Mixed Fortunes 1300-1900

William Owen's Shire Hall (1837)
William Owen's Shire Hall (1837)

During much of the medieval period the town’s prosperity was guaranteed by charters and special privileges conferred by a succession of noble or royal patrons. These gave exemption from tolls and granted a monopoly of particular trades.

In the early 14th century medieval Haverford reached its apogee. The so called crypt visible at the upper end of High Street (the vaulted cellar of what had probably been a merchant’s house) demonstrates that constructional skills in stone were by no means confined to church building. Then, in mid-century, the Black Death suddenly decimated the town’s population.

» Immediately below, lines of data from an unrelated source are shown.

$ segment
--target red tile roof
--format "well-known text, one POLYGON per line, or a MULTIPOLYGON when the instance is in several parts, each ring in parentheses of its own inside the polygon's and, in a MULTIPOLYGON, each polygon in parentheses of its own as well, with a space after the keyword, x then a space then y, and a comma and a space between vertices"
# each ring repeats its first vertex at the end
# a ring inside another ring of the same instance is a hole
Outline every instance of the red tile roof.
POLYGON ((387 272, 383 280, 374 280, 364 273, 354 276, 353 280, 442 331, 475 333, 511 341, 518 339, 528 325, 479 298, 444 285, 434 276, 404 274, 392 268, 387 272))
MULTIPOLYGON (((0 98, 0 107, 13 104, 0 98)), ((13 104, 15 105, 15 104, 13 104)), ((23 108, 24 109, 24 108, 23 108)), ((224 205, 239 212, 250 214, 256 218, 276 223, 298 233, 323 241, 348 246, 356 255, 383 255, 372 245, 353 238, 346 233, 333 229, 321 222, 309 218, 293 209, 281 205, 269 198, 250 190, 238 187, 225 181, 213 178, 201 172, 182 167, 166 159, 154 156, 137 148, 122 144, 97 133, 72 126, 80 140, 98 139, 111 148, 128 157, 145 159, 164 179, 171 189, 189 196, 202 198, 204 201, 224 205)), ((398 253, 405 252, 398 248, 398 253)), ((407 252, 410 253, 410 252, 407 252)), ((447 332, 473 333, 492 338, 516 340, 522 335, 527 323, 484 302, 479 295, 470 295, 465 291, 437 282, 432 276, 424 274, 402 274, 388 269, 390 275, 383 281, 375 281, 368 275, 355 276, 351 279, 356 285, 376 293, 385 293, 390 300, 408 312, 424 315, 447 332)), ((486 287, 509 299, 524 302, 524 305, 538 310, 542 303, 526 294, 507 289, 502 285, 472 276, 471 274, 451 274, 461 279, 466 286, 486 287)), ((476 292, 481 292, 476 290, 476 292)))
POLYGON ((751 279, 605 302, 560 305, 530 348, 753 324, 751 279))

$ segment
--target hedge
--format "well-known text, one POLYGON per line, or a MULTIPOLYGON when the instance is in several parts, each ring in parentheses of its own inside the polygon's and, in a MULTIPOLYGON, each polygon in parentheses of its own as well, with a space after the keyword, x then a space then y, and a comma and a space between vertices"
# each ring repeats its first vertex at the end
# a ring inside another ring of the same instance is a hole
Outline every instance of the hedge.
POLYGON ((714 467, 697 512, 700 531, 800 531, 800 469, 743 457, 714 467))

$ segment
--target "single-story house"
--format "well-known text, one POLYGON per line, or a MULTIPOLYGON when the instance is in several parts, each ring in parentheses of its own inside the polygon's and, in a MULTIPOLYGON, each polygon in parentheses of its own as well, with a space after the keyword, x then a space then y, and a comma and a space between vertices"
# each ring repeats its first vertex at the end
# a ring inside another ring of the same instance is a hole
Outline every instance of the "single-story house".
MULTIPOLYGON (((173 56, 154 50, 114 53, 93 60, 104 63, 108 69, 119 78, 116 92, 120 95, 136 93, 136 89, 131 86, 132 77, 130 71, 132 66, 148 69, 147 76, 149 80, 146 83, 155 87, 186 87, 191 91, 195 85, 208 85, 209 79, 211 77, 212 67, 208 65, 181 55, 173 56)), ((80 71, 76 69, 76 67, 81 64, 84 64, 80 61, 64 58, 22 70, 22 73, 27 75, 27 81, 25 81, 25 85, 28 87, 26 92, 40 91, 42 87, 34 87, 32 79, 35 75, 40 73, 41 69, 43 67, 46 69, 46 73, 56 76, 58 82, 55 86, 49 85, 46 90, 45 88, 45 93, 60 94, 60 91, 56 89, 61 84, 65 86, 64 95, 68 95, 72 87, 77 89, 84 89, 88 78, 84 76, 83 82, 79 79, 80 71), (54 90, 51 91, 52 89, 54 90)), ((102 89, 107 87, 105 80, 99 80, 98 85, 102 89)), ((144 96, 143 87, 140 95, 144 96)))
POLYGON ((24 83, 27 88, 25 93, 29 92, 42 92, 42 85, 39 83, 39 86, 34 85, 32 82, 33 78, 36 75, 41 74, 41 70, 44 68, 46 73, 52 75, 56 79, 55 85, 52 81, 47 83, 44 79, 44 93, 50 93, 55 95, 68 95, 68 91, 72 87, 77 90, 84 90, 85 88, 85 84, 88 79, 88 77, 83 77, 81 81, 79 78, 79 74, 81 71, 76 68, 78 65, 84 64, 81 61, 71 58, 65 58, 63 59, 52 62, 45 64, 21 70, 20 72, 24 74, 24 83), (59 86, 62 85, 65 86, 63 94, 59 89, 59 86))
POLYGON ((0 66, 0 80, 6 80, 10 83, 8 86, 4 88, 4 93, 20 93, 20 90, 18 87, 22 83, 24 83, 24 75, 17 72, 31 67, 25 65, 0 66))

High Street is much as it was in Owen's day
High Street is much as it was in Owen's day

It took approximately 150 years to recover from the catastrophe of the Black Death. By that time the suffix ‘west’ had become firmly attached to the name Haverford, apparently to distinguish it from the city of Hereford. Writing in the next century Shakespeare called it ‘Ha’rford-west’, as it is frequently pronounced to this day.

By and large the town continued to prosper under the Tudors and early Stuarts. But with the Civil War came renewed depression, prolonged and greatly intensified by a return of the plague.

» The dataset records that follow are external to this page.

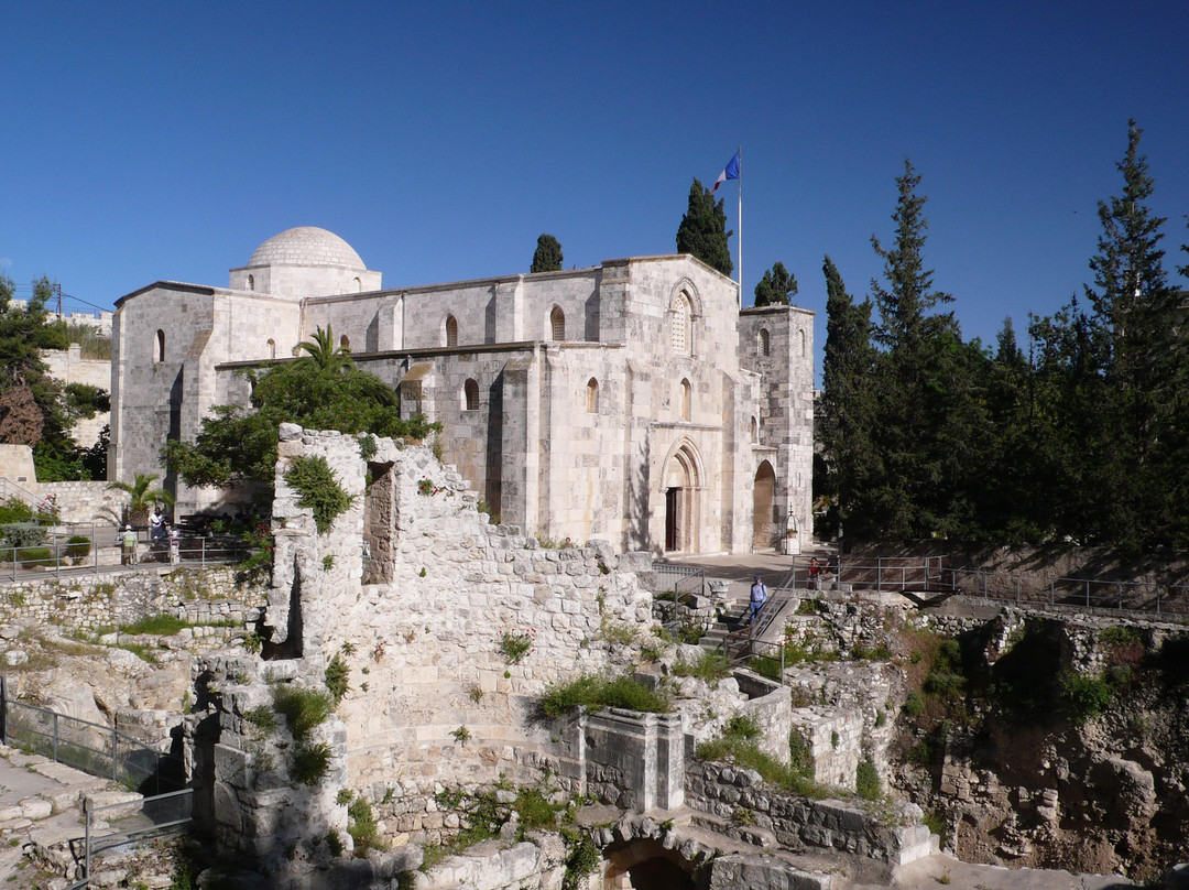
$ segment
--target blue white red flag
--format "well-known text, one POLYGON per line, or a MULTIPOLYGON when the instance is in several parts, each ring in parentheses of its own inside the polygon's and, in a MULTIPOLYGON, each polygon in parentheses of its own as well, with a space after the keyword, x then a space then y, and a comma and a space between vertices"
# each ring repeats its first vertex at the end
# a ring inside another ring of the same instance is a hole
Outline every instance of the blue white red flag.
POLYGON ((717 192, 718 187, 722 186, 726 180, 737 180, 740 177, 740 153, 736 151, 735 157, 726 162, 725 169, 718 174, 718 178, 715 180, 715 187, 710 189, 711 192, 717 192))

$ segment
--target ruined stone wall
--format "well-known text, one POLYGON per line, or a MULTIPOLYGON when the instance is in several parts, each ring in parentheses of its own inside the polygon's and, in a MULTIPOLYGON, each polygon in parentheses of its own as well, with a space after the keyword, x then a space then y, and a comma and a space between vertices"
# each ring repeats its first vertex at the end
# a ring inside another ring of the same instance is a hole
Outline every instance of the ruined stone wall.
POLYGON ((243 625, 262 600, 263 591, 237 585, 225 568, 36 578, 4 584, 0 625, 94 631, 162 613, 194 623, 243 625))
POLYGON ((528 723, 536 696, 581 671, 614 671, 625 656, 604 629, 647 629, 650 594, 617 571, 609 546, 545 549, 491 526, 428 449, 376 447, 365 460, 356 438, 282 427, 268 623, 304 676, 320 678, 335 654, 348 665, 338 715, 350 783, 378 797, 394 789, 403 825, 420 831, 443 784, 527 775, 536 761, 526 752, 548 744, 528 723), (326 534, 284 477, 306 455, 326 457, 354 497, 326 534), (365 529, 370 571, 386 552, 388 577, 369 584, 365 529), (512 638, 530 641, 516 664, 505 656, 512 638))
POLYGON ((782 794, 754 770, 698 761, 686 770, 688 806, 732 822, 749 810, 754 825, 786 850, 839 850, 892 865, 937 852, 936 838, 918 823, 921 811, 913 804, 876 816, 857 804, 782 794))

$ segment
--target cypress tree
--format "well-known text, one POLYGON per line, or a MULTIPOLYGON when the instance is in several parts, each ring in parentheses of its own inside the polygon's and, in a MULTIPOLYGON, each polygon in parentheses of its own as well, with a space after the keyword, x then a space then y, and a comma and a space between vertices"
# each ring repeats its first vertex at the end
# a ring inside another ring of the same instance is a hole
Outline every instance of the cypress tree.
POLYGON ((872 302, 856 305, 842 275, 826 256, 822 264, 826 287, 825 356, 822 362, 822 401, 818 433, 825 474, 814 474, 814 489, 828 504, 824 534, 873 532, 866 493, 877 478, 874 449, 870 374, 872 302))
POLYGON ((690 186, 690 206, 677 228, 677 252, 692 253, 711 269, 730 276, 735 271, 728 239, 726 213, 722 200, 698 180, 690 186))
POLYGON ((533 253, 529 272, 560 272, 562 262, 561 242, 546 233, 536 239, 536 251, 533 253))
POLYGON ((776 263, 755 286, 755 305, 791 306, 797 290, 797 276, 785 269, 784 263, 776 263))

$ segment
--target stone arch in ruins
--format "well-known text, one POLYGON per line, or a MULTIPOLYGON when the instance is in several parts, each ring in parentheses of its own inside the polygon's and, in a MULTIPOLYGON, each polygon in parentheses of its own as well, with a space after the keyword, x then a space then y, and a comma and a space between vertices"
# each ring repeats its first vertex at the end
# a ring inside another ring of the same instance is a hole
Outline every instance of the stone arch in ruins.
POLYGON ((665 460, 665 551, 698 552, 702 457, 688 439, 678 443, 665 460))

Castle Terrace bears Owen hallmarks
Castle Terrace bears Owen hallmarks

The town we see today is essentially a relic of the 18th and 19th centuries. It became a centre for an increasingly wealthy society that was all but cut off - except by sea - from the rest of the country. Thus Pembrokeshire gentry often kept town houses in Haverfordwest. Foley House in Goat Street, for example, was designed by John Nash for one of the Foley family whose country seat was half a dozen miles away.

The most famous of the Foleys was Admiral Sir Thomas Foley, a comrade in arms and close friend of Nelson. Another hero of the Napoleonic War, General Sir Thomas Picton, was born in a town house in Hill Street. He was killed at Waterloo.

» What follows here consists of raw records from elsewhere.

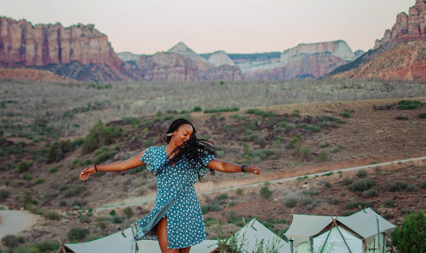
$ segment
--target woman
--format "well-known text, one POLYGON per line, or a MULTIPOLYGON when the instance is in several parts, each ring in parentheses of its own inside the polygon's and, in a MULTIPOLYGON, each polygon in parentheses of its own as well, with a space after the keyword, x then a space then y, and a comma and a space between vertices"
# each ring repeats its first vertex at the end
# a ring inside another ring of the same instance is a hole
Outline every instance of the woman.
POLYGON ((126 161, 89 166, 80 179, 96 171, 123 171, 146 165, 155 172, 158 187, 153 210, 135 224, 136 240, 158 240, 163 253, 187 253, 191 246, 206 239, 204 221, 193 186, 209 170, 247 172, 259 175, 256 166, 239 165, 215 158, 210 142, 197 139, 194 126, 180 118, 174 121, 164 136, 167 145, 149 147, 126 161))

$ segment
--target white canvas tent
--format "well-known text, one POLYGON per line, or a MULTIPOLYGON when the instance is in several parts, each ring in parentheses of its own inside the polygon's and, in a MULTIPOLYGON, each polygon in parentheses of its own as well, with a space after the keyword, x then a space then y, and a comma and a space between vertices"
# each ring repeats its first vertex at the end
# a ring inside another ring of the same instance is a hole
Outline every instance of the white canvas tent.
MULTIPOLYGON (((381 217, 371 208, 368 208, 348 216, 339 216, 337 218, 336 217, 327 216, 294 214, 290 227, 285 234, 288 238, 291 237, 294 239, 294 245, 297 246, 298 250, 299 250, 299 253, 307 252, 309 250, 305 250, 305 251, 300 250, 307 248, 306 242, 312 243, 311 241, 311 237, 316 237, 323 233, 328 232, 330 229, 335 227, 335 226, 329 226, 334 219, 336 219, 336 222, 339 226, 344 228, 340 230, 341 231, 345 230, 362 240, 363 244, 363 251, 356 251, 356 252, 383 252, 383 249, 386 246, 386 236, 389 235, 395 228, 394 225, 381 217), (377 221, 380 235, 380 239, 377 239, 377 221), (329 227, 328 229, 327 229, 328 226, 329 227), (379 240, 380 249, 380 252, 379 250, 369 251, 369 250, 373 248, 374 245, 375 248, 378 248, 379 240), (301 244, 302 243, 303 244, 301 244), (299 247, 299 245, 301 246, 300 247, 299 247)), ((338 230, 337 232, 338 232, 338 230)), ((342 232, 342 233, 343 233, 343 232, 342 232)), ((340 238, 342 237, 341 236, 340 238)), ((328 241, 331 242, 329 239, 328 241)), ((336 241, 335 244, 337 242, 336 241)), ((349 251, 347 250, 345 252, 348 253, 349 251)))
MULTIPOLYGON (((135 241, 132 228, 126 228, 105 237, 82 242, 63 244, 66 252, 74 253, 161 253, 158 242, 151 240, 135 241), (137 244, 137 246, 136 246, 137 244), (136 250, 137 247, 138 250, 136 250)), ((191 247, 191 253, 210 253, 214 250, 216 240, 206 240, 191 247)))
MULTIPOLYGON (((285 240, 264 226, 254 218, 247 223, 236 233, 239 242, 243 242, 243 249, 248 252, 251 252, 257 247, 259 243, 263 239, 264 245, 276 245, 279 248, 279 253, 291 253, 290 244, 285 240)), ((239 243, 238 245, 240 244, 239 243)), ((216 248, 217 249, 217 248, 216 248)), ((293 253, 296 253, 297 249, 293 248, 293 253)))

During the 19th century Haverfordwest was radically remodelled by William Owen, son of a local cabinet-maker and an architect of amazing vision and energy. Owen swept away crumbling hovels and replaced them with fine terraces. He erected numbers of public buildings (including the former Corn Market at the top of Market Street, now occupied by a cinema, and most notably the Shire Hall). And he transformed the eastern approach to the town by creating new streets (Victoria Place and Picton Place), plus the New Bridge (which he financed himself), in effect forming an extension of the High Street.

William Owen was four times mayor of Haverfordwest. Haverfordians still walk, literally, in his shadow.